The April 27 program was ‘for the birds’. Bob Pantle, a licensed bird bander and current editor and production manager of a quality periodical for the North American Bird Banders, talked about the changes in birds [sightings] we see now as compared to ones we used to see. He had slides to go along with his talk.

The final talk for the 2021-2022 year, before the annual meeting in June, was given by Tom McEnteer on May 25, where he showed photos of and talked about the famous people of Tioga County.

“I think I might have liked history in high school if I’d had him for a teacher,” Rita Quinlan noted in her minutes.

Besides the many displays that are interchanged periodically inside the History Center, the recent Military Display to honor Servicemen and women of Candor, prepared by President Nancy Riggs, was a huge hit this past Memorial Day, and is currently on display inside the Center.
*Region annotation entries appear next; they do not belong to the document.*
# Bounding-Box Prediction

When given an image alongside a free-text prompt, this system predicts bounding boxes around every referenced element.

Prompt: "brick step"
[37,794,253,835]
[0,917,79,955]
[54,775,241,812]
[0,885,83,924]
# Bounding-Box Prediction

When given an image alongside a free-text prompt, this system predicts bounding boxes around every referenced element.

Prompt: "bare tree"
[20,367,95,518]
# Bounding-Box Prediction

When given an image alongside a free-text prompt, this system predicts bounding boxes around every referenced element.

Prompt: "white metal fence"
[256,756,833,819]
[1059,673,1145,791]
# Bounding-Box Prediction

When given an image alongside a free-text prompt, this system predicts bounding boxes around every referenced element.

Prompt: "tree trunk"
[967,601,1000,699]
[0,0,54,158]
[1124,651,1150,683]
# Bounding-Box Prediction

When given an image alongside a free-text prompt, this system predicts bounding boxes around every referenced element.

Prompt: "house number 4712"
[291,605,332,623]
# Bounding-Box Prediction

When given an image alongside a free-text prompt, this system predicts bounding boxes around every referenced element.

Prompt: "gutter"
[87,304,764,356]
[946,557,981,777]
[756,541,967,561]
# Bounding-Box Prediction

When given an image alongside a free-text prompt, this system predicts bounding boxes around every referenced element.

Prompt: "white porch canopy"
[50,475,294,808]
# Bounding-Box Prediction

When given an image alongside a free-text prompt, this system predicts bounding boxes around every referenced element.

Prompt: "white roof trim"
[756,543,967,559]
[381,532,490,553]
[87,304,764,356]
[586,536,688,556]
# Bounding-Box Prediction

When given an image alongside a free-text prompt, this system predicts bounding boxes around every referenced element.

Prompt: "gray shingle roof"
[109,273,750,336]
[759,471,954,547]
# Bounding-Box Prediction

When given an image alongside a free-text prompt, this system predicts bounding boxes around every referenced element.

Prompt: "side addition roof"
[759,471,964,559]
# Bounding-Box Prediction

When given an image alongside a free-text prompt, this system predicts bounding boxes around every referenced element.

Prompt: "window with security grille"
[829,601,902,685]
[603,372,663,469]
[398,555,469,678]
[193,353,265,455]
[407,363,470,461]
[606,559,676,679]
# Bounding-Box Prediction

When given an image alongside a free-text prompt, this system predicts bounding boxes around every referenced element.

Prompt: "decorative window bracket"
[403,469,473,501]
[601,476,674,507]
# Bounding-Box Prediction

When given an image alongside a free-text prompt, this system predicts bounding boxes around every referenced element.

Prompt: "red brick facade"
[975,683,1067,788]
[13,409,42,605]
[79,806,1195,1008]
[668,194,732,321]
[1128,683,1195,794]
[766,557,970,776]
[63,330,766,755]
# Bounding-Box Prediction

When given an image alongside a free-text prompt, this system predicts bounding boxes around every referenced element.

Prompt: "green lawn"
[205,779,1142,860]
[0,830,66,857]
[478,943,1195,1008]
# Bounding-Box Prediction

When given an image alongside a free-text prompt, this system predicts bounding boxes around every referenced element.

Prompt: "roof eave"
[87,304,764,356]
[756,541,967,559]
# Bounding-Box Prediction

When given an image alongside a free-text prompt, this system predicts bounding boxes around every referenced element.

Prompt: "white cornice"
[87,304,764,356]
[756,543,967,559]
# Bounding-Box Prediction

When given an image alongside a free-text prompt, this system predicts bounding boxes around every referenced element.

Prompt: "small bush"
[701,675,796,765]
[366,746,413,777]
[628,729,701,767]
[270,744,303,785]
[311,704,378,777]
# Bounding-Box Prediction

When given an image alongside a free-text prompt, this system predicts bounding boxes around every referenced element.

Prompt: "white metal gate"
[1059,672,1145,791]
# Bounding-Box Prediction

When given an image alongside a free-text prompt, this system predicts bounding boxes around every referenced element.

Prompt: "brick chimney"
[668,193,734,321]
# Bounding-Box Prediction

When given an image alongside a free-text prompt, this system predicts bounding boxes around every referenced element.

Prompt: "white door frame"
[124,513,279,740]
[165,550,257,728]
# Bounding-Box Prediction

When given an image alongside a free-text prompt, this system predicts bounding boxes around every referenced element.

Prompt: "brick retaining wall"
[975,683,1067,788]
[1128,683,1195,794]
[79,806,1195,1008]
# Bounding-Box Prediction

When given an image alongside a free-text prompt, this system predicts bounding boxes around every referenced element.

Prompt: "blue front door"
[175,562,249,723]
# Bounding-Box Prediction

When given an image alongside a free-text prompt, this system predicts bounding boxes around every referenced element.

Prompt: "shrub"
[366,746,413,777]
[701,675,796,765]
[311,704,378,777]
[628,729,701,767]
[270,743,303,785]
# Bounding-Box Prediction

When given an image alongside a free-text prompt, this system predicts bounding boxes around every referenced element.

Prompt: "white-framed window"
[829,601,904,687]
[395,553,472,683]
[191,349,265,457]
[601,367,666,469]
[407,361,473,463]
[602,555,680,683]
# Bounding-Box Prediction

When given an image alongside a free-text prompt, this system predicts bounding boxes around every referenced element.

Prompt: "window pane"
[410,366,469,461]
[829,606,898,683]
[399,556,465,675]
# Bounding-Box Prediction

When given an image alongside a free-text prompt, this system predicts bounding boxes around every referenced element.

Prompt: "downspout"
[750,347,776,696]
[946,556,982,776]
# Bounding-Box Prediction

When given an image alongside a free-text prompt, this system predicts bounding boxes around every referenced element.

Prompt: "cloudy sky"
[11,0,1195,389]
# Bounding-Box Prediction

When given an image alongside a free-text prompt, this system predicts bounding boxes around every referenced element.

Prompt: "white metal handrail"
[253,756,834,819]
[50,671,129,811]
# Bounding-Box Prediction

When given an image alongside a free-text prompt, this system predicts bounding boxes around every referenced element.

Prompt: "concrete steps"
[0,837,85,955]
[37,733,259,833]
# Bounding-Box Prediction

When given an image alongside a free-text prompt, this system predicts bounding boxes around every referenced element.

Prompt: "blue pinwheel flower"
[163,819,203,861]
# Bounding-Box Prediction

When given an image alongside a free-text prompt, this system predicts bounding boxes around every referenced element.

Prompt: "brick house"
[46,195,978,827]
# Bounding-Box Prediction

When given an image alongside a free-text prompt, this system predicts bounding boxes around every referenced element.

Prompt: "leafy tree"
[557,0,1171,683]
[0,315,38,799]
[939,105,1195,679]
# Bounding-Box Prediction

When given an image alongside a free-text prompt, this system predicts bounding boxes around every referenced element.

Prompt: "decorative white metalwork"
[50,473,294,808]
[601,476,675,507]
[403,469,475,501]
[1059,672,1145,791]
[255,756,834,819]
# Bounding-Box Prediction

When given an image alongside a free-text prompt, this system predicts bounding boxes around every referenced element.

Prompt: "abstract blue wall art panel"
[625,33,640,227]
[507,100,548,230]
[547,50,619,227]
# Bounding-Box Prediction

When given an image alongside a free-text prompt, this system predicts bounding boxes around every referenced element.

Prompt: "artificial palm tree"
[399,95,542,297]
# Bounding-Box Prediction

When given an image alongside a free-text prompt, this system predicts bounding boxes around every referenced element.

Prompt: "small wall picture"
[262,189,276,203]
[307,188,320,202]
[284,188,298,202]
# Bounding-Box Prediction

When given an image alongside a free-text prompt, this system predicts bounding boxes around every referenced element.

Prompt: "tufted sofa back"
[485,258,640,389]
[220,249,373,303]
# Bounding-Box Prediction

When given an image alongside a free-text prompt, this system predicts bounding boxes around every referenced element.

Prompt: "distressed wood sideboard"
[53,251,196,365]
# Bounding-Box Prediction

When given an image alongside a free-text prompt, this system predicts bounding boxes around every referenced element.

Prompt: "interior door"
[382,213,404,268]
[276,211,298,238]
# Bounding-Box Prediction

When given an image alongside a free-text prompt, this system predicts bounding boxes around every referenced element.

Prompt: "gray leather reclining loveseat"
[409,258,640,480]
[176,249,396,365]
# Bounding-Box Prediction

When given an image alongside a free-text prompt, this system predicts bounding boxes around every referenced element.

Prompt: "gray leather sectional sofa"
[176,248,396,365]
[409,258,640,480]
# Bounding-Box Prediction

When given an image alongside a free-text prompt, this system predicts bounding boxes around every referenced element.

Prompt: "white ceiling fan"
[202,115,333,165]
As for fundraisers, renovations at the History Center and other newsworthy events, the Historical Society is continuing to apply for grants in order to bring the building up to code, make it more handicapped accessible, and sustainable for the long-run. The Society was grateful for funds received from the Mildred Fulkner Truman Foundation, Tioga County Senior Citizens Foundation, Tioga State Bank, and The Community Foundation for South Central New York, and noted that more funds are needed to complete all phases of the History Center’s renovation projects.

As for fundraisers, they continue to collect cans and bottles at Home Central, where there is now a trailer to hold the cans and bottles. This makes it easier to transport to the Neighborhood Redemption Center in Owego. The raffle of Roger Westgate’s hand-carved “Frosty Morning Cardinal” raised $4,080, with Ginny Dawson being the lucky winner. And ticket sales for the current raffle, a painting of the Lower Dam by local artist Kay Stash, is underway.

For more information on what’s going on, you can visit the Candor Historical Society online at; or come to the annual dish-to-share picnic for a meet and greet and share a piece of your history on Aug. 13, beginning at noon at Moyer Park. You don’t have to be a member.

You can also stop by the Candor History Center any Monday morning between 9 a.m. and noon when several volunteers and Board Members are available to assist you in your search of Candor’s historic past.